Copyleft is a play on the word copyright to describe the practice of using copyright law to remove restrictions on distributing copies and modified versions of a work for others and requiring that the same freedoms be preserved in modified versions.
Copyleft is a form of licensing and can be used to modify copyrights for works such as computer software, documents, music and art. In general, copyright law allows an author to prohibit others from reproducing, adapting, or distributing copies of the author's work. In contrast, an author may, through a copyleft licensing scheme, give every person who receives a copy of a work permission to reproduce, adapt or distribute the work as long as any resulting copies or adaptations are also bound by the same copyleft licensing scheme. A widely used and originating copyleft license is the GNU General Public License. Creative Commons provides a similar license called ShareAlike.

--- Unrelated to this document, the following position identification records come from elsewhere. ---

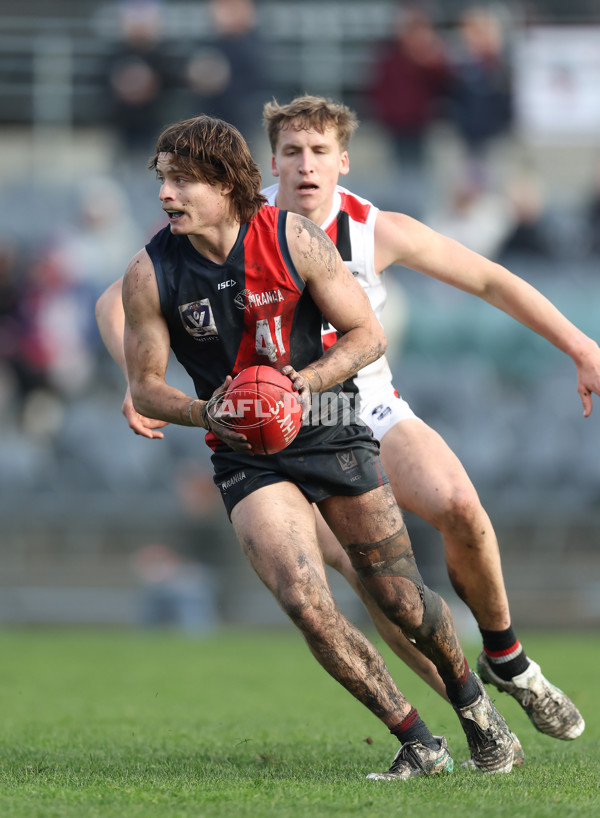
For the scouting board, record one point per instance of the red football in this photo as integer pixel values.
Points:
(262, 404)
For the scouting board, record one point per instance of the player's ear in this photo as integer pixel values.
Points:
(344, 163)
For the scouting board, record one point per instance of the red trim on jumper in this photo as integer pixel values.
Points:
(498, 653)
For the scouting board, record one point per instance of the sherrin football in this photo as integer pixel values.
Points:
(263, 405)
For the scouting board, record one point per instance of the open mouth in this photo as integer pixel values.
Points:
(174, 215)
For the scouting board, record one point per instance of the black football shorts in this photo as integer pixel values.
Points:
(323, 461)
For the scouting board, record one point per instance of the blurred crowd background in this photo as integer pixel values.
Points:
(481, 120)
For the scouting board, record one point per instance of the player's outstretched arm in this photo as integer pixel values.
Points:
(400, 239)
(111, 324)
(342, 301)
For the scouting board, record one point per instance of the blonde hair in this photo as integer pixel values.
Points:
(211, 150)
(310, 113)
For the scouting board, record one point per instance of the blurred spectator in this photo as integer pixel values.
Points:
(480, 92)
(175, 592)
(138, 76)
(227, 78)
(593, 213)
(410, 78)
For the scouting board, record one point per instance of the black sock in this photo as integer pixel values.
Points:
(463, 691)
(504, 652)
(413, 728)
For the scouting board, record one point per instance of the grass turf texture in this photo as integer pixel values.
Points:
(247, 724)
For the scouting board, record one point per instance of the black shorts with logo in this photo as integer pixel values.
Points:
(323, 461)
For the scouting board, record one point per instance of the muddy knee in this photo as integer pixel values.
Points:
(405, 598)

Copyleft can also be characterized as a copyright licensing scheme in which an author surrenders some but not all rights under copyright law. Instead of allowing a work to fall completely into the public domain (where no copyright restrictions are imposed), copyleft allows an author to impose some, but not all, copyright restrictions on those who want to engage in activities that would otherwise be considered copyright infringement. Under copyleft, copyright infringement can be avoided if the would-be infringer perpetuates the same copyleft scheme. For this reason copyleft licenses are also known as "reciprocal" or "viral" licenses.
While copyright law protects the rights of the creator by providing control of distribution and modification, the idea of copyleft is to grant subjective libre freedom to end users. Copyleft licenses specify clauses which explicitly remove those restrictions the creator considers to not provide libre freedom to the end user. In software, open source copyleft licenses place the primary restriction that information helpful in supporting modification of software (e.g. source code) must be made available to a user with a copy of the licensed software and allows the original author to be acknowledged.